A série é inspirada na história da bem sucedida empresária Sophia Amoruso, proprietária da loja virtual Nasty Gal (um trocadilho com a expressão nasty girl, ou garota indecente), um comércio de roupas vintage que se iniciou no Ebay em 2006 e atualmente com site próprio, que chegou ao seu auge em 2014. A protagonista é interpretada por Britt Robertson, como Sophia Marlowe, uma personagem que abala as estruturas na maioria dos episódios, mas com uma personalidade forte e complicada.

Sophia não liga para regras, faz tudo o que lhe dá vontade, não tem modos e vive pulando de um emprego para outro, sem rumo na vida. Até que um dia descobre sua verdadeira vocação: quer trabalhar com moda e vender roupas pela Internet. Um tanto atrapalhada, ela aos poucos vai colocando suas ideias em prática, até chegar ao nome de sua loja graças a uma de suas noitadas na bela San Francisco. Com muita coragem e determinação, Sophia enfrenta obstáculos e desconfianças de muitas pessoas, inclusive do próprio pai para ver seu negócio nascer e fazer sucesso, e enfim, ingressa na vida adulta, apesar de já ter seus 20 e poucos anos e relutar para isso.

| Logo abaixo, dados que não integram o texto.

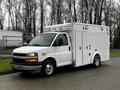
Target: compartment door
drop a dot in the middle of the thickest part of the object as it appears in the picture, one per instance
(78, 46)
(86, 47)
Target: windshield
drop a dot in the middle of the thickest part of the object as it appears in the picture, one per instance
(43, 39)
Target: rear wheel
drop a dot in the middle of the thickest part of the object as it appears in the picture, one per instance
(48, 68)
(97, 61)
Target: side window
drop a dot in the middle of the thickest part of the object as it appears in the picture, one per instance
(61, 40)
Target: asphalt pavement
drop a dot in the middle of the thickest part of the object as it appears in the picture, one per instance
(106, 77)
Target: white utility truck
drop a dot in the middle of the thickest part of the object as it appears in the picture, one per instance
(75, 44)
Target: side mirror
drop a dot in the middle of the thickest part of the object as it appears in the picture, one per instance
(60, 42)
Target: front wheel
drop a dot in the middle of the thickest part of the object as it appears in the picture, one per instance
(48, 68)
(97, 61)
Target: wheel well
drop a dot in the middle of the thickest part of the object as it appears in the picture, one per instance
(51, 59)
(98, 56)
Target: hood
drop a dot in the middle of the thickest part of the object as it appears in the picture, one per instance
(28, 49)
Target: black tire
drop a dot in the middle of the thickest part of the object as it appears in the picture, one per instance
(97, 61)
(48, 68)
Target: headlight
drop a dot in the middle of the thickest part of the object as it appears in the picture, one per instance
(32, 54)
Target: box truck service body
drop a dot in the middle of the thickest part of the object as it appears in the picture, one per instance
(73, 44)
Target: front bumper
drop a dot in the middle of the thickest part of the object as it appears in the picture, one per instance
(26, 67)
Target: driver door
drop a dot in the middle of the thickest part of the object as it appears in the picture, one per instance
(62, 49)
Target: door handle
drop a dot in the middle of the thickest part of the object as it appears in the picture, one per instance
(80, 47)
(69, 48)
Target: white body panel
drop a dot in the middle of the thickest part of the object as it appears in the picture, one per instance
(85, 41)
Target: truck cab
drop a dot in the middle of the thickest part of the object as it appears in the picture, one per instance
(45, 52)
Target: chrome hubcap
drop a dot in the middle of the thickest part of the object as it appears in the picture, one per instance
(97, 62)
(49, 69)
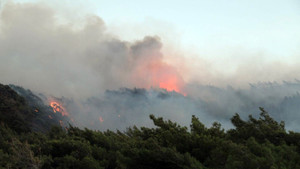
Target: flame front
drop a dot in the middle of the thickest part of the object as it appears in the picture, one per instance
(58, 108)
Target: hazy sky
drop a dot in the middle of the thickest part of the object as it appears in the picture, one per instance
(214, 29)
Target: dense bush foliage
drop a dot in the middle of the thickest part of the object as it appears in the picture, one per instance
(256, 143)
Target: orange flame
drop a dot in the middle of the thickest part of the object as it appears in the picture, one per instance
(159, 74)
(58, 108)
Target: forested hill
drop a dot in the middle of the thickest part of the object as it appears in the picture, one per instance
(254, 143)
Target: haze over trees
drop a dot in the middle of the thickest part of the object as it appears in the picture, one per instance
(253, 143)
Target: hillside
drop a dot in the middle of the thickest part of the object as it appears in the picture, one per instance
(256, 143)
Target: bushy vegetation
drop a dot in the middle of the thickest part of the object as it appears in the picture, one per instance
(255, 143)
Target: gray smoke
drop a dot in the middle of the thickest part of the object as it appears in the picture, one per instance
(88, 66)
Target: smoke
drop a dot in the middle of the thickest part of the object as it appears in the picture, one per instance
(42, 51)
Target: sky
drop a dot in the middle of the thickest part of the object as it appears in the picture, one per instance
(212, 29)
(223, 42)
(208, 51)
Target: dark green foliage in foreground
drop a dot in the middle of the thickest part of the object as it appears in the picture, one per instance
(257, 143)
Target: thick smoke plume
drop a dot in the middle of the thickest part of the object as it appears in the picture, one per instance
(87, 66)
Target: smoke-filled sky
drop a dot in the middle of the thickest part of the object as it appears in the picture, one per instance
(111, 44)
(81, 49)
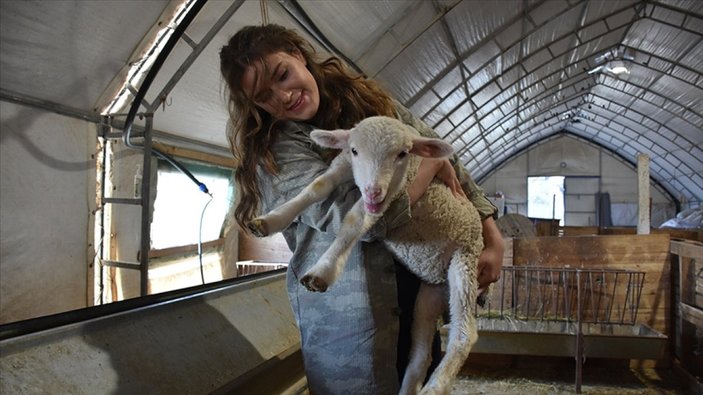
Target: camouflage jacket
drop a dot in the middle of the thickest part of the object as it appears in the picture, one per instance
(349, 333)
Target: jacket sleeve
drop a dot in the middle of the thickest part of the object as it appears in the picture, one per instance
(299, 163)
(475, 194)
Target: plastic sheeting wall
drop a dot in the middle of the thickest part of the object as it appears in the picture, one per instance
(47, 196)
(568, 156)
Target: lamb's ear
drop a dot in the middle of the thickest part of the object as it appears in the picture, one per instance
(431, 148)
(331, 138)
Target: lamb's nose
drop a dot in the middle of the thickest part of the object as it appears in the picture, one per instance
(373, 192)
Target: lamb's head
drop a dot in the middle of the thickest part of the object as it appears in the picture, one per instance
(379, 148)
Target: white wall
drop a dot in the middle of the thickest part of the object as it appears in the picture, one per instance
(47, 197)
(569, 156)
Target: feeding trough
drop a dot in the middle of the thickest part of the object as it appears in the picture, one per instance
(546, 311)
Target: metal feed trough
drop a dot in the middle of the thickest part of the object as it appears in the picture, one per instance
(548, 311)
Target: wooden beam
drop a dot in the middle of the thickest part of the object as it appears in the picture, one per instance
(688, 249)
(196, 155)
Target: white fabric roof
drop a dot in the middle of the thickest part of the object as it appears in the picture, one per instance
(492, 77)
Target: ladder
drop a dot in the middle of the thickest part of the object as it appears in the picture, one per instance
(147, 145)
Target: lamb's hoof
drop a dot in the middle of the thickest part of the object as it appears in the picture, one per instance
(313, 283)
(257, 227)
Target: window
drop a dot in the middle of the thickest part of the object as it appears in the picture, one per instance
(545, 197)
(180, 206)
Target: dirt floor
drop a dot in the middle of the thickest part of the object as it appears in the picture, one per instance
(535, 376)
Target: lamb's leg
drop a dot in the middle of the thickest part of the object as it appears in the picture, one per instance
(430, 303)
(327, 269)
(279, 218)
(462, 328)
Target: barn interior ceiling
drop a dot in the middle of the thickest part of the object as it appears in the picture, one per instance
(492, 77)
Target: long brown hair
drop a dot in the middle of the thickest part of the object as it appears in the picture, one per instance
(345, 99)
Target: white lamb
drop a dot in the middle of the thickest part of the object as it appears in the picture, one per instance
(440, 244)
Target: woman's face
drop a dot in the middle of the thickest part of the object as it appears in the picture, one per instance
(283, 86)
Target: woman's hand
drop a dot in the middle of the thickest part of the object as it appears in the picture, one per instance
(490, 261)
(428, 170)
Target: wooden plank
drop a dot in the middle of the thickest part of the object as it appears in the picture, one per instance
(183, 250)
(686, 248)
(647, 253)
(196, 155)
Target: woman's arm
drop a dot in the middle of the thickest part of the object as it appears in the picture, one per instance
(299, 163)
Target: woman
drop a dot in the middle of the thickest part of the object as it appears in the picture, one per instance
(279, 92)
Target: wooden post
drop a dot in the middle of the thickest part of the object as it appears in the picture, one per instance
(643, 194)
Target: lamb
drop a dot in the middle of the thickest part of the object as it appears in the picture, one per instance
(440, 244)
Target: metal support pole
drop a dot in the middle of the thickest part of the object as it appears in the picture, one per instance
(579, 335)
(145, 245)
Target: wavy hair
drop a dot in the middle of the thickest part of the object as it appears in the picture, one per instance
(345, 99)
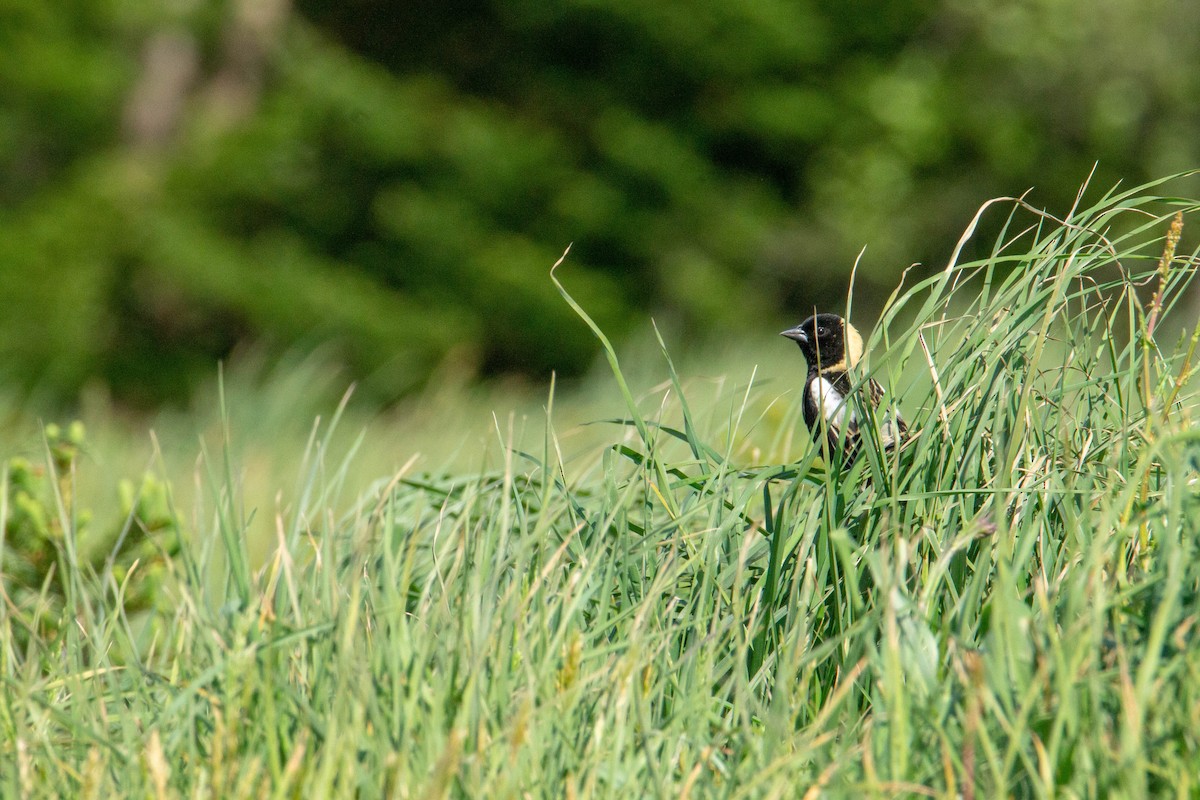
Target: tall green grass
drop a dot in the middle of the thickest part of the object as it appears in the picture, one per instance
(1005, 606)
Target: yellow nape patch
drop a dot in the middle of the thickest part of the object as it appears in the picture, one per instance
(853, 346)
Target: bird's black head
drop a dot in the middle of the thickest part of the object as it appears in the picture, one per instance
(828, 342)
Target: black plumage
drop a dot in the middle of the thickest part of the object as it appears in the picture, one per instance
(832, 348)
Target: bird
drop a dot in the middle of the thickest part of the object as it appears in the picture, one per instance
(833, 347)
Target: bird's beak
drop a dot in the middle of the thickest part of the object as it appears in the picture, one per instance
(796, 334)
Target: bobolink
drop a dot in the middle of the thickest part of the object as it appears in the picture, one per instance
(833, 347)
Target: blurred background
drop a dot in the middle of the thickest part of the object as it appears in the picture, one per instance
(388, 184)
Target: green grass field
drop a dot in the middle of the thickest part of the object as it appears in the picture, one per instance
(677, 602)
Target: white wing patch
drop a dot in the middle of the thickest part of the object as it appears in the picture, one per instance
(829, 402)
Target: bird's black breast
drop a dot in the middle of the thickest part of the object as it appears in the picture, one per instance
(811, 405)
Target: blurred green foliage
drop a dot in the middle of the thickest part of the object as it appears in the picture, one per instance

A produção apresenta elementos interessantes e de diferentes épocas num mesmo contexto, como o LP, o carro de Sophia ano 1987, bem como seu aparelho celular, tudo no ano de 2006, sem falar em algumas roupas dos anos 1970 e alguns flashbacks que relembram pessoas que viveram nos anos 1940 e que foram importantes no mundo da moda. Essa mistura enriquece a trama e mostra que a moda do passado não sai de moda tão facilmente e ainda se faz presente em alguns pontos nos Estados Unidos.

A fotografia é impecável, os figurinos, nem se fala, além das atuações sólidas dos atores. O roteiro apresenta algumas imprecisões, exageros e inconveniências. Britt Robertson demonstra muita entrega e consegue convencer como protagonista, Ellie Reed é também um dos pilares da série. Ao interpretar Annie, a melhor amiga de Sophia, Reed contribui para a evolução da protagonista e retrata fielmente como a melhor amiga de Sophia Amoruso foi importante em sua vida. Destaque também para as participações especiais de Rupaul e Dean Morris, o tio Hank de Breaking Bad.

Se há alguns problemas na produção, “Girlboss” não deixa de chamar a atenção do público e mostra pontos importantes, como o empoderamento feminino ( vide o título da série), amadurecimento, vocação profissional e outro importantíssimo, a amizade. Há poucos amigos verdadeiros no mundo e que realmente fariam tudo para ver o outro feliz, e vemos isso bem nessa série. Vale a pena acompanhar, a série é curta, rápida e fácil de ser compreendida, recomendada!